The other unique features of a reverse mortgage are best explained by a comparison to traditional forward mortgages. In a forward mortgage, the borrower makes monthly payments to the lender, gradually reducing the loan balance and building equity. With a reverse mortgage, the borrower receives payments from the lender and does not need to make payments back to the lender so long as he or she lives in the home and continues to fulfill his or her basic responsibilities, such as payment of taxes and insurance. The loan balance grows over time as the borrower receives payments and interest accrues on the loan; home equity declines over time. Essentially, the mortgage works in the reverse direction of a forward mortgage, which is where the term “reverse” comes from.

All loans must eventually be repaid, and this one is no different. The loan is due once the borrower sells the home or passes away. Of course, the borrower may also choose to pay off the loan at any time. In most instances, a reverse mortgage is paid off when the mortgaged home is sold.
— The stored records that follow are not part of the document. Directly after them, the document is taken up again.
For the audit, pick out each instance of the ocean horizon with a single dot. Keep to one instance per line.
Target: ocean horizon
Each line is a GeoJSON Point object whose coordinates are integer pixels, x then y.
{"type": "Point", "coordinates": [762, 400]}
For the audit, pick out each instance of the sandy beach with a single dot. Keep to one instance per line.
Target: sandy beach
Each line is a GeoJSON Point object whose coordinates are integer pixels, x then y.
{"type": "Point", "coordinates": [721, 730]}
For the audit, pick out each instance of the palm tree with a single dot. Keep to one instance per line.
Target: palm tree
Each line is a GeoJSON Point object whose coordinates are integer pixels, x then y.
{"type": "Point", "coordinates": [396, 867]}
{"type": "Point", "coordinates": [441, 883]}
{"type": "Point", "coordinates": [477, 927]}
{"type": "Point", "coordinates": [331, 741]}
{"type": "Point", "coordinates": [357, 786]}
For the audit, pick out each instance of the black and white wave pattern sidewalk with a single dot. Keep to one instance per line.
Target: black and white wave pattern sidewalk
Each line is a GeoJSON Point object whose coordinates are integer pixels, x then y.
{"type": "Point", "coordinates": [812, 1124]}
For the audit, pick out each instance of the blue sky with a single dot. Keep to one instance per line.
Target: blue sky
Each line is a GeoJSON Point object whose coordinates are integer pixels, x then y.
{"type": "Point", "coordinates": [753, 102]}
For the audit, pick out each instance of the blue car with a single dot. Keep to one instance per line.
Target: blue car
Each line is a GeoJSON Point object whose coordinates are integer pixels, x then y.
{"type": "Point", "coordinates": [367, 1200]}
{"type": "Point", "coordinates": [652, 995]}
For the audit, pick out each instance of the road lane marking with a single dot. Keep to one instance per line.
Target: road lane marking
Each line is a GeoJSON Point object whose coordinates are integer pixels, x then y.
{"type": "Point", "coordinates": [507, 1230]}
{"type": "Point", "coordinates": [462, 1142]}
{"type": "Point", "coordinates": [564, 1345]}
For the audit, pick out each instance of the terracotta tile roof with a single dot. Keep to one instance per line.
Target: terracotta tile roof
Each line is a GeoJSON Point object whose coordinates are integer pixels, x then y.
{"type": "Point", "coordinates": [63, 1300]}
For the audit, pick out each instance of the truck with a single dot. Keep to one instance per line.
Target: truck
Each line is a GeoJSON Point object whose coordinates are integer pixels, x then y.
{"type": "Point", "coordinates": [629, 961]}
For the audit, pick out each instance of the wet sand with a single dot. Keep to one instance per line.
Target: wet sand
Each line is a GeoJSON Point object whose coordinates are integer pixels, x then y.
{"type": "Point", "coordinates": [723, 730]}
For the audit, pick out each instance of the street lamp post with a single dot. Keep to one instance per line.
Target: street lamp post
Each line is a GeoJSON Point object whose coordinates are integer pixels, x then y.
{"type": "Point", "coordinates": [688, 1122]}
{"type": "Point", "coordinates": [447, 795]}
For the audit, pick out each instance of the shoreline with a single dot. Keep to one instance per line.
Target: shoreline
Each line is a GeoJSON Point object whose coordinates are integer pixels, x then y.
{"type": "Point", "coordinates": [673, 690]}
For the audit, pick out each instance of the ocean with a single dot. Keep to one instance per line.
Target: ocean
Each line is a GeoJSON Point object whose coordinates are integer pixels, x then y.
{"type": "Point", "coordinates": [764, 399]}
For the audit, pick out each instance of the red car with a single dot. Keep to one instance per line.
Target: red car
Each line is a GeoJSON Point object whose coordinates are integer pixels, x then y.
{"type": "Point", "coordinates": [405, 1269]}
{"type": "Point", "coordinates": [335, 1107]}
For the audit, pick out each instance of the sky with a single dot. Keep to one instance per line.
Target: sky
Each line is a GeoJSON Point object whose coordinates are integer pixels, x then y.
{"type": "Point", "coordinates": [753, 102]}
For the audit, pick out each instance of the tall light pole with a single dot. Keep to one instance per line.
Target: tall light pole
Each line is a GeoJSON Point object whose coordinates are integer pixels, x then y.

It is important to note that reverse mortgages are designed so that the amount owed cannot exceed the value of the home. If, for example, a reverse mortgage balance is $150,000, and the house is sold for $125,000, the borrower does not owe the difference. If the house can be sold for more than the value of the reverse mortgage, that equity belongs to the borrower or the borrower’s estate.

Today, almost all reverse mortgages that are originated are Home Equity Conversion Mortgages (HECM). The HECM is a program of the Federal Housing Administration (FHA), and these loans are guaranteed by the federal government. This means that you do not need to worry about your reverse mortgage lender failing to make payments to you. We’ll cover what this really means later, but it’s important to note that the rest of the information here applies to HECM reverse mortgages unless explicitly noted.